There is a whole lot that speaks to me in this book. Here are a few quotes that slapped me in the face. It’s like the author, Daniel Gilbert, is living in my brain.
On my new-found peace with living childless:
“It is only when we cannot change the experience that we look for ways to change our view of the experience, which is why we love the clunker in the driveway, the shabby cabin that’s been in the family for years, and Uncle Sheldon despite his predilection for nasal spelunking. We find silver linings only when we must.”
On my feelings of having “unexplained” IF:
“People expect to feel equally bad when a tragic accident is the result of human negligence as when it is the result of dumb luck, but they actually feel worse when luck is dumb and no one is blameworthy.”
On why I cannot feel good about anything.

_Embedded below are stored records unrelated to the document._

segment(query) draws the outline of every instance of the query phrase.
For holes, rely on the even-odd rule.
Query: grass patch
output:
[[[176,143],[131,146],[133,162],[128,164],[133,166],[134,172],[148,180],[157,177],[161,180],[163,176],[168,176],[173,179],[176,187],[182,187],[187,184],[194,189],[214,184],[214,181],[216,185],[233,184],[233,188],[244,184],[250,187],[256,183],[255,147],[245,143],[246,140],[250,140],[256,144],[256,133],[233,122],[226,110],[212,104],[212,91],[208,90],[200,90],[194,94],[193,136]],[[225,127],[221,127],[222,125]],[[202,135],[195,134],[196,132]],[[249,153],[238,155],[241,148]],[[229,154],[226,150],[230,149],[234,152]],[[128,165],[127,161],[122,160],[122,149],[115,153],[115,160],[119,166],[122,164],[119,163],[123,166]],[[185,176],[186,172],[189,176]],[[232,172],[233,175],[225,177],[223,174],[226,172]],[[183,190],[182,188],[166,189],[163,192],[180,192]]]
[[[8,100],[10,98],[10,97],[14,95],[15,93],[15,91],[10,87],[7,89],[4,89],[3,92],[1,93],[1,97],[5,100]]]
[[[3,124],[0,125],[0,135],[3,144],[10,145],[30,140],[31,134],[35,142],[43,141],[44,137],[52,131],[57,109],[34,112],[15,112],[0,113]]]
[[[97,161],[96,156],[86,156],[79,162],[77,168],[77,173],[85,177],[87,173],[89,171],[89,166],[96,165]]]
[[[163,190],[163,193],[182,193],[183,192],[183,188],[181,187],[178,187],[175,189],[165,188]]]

Like at all:
“We cannot feel good about an imaginary future when we are busy feeling bad about an actual present… When we try to overlook, ignore, or set aside our current gloomy state and make a forecast about how we will feel tomorrow, we find that it’s a lot like trying to imagine the taste of a marshmallow while chewing liver.”
And of course, I’ve saved the best for last…
On why blogging about all this just hurts so gooood:
“When experiences are unpleasant, we quickly move to explain them in ways to make us feel better… Indeed, studies show that the mere act of explaining an unpleasant event can help defang it. For example, simply writing about a trauma– such as the death of a loved one or a physical assault– can lead to surprising improvements in both subjective well-being and physical health.”
In summary, I’m chewing on an entire plate of metaphorical liver. But if I blog about it, it’s all a little less bad?
Yes, if only by degrees. A little less bad.